I first thought of Johnny Graphic and the Etheric Bomb over six years ago. It had been a few years since I had worked on any fiction and I thought it was about time to take another shot. Having read so many great fantasy books for younger readers–by Rowling and Riordan and Nix and Colfer and Gaiman and others–I decided to try to write one of my own. So I just started tapping out the words on my laptop. The very first paragraph described the eyeless ghost warrior Burilgi charging through a thunderstorm with his troop of wraiths. And that never changed.

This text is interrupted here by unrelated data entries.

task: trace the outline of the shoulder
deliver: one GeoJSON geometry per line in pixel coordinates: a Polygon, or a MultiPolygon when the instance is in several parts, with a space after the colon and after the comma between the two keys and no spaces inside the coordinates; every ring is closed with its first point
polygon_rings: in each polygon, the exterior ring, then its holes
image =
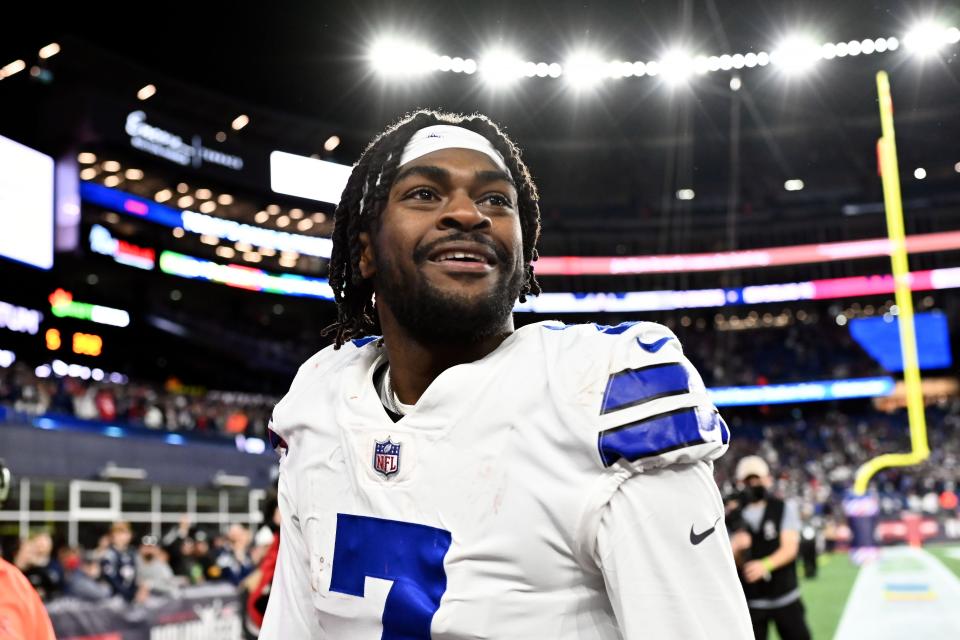
{"type": "Polygon", "coordinates": [[[380,336],[366,336],[346,342],[339,349],[330,345],[316,352],[297,369],[291,391],[298,383],[309,382],[311,378],[328,375],[351,361],[358,360],[377,351],[380,336]]]}
{"type": "Polygon", "coordinates": [[[286,447],[291,427],[300,424],[301,413],[315,412],[326,399],[332,398],[342,373],[353,365],[372,362],[379,354],[379,336],[369,336],[333,345],[312,355],[300,365],[290,389],[273,408],[268,435],[274,448],[286,447]]]}
{"type": "MultiPolygon", "coordinates": [[[[633,473],[713,460],[729,431],[676,335],[655,322],[558,326],[551,370],[588,421],[598,463],[633,473]]],[[[576,428],[584,428],[577,425],[576,428]]]]}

But so much else in the book did. Johnny Graphic himself evolved from a shallow kid without much personality to an energetic young man of strong character who knows just what he wants and has the guts to grab for it. He wants very much to live in a grown-up world, but along the way learns how hard it can be.

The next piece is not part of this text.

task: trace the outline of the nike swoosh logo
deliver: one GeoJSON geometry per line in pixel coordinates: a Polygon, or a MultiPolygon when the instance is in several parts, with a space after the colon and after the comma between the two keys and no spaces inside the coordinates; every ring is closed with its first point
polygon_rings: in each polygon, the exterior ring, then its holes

His sister Melanie started with an almost equal role. I was sorry to cut her back, but it wasn’t her story that needed telling–it was Johnny’s.

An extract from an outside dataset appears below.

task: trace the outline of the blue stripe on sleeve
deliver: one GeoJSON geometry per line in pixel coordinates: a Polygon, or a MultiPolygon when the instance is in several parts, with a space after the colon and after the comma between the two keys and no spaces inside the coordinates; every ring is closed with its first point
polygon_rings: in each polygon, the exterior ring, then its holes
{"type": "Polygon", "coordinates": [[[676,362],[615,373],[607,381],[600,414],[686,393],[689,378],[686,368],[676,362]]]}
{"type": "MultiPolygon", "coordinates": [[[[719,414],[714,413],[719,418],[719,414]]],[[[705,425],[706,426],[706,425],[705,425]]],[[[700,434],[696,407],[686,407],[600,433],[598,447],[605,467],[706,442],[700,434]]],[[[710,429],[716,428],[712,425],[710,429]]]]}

When I first started writing the book, Johnny had no one whom he could confide in, who would be honest with him. That’s when I realized he needed a best friend and I created his “honorary cousin” Nina Bain, nicknamed “Sparks.”
For the longest time I couldn’t figure out what I wanted the villain to be like. Why, I wondered, did he do the things he did? The bad guy with his dastardly scheme, after all, is the force that drives a good story. If you don’t get your villain right, you won’t get your story right. After all, if there was no Voldemort, what would Harry Potter do?
Johnny Graphic has been through at least nine revisions, most of them in the last year and a half. It’s been a long, hard process, but I’ve loved every minute of it. And now it’s time for Johnny Graphic and the Etheric Bomb to fly out into the world. Which may be Johnny’s greatest adventure of all.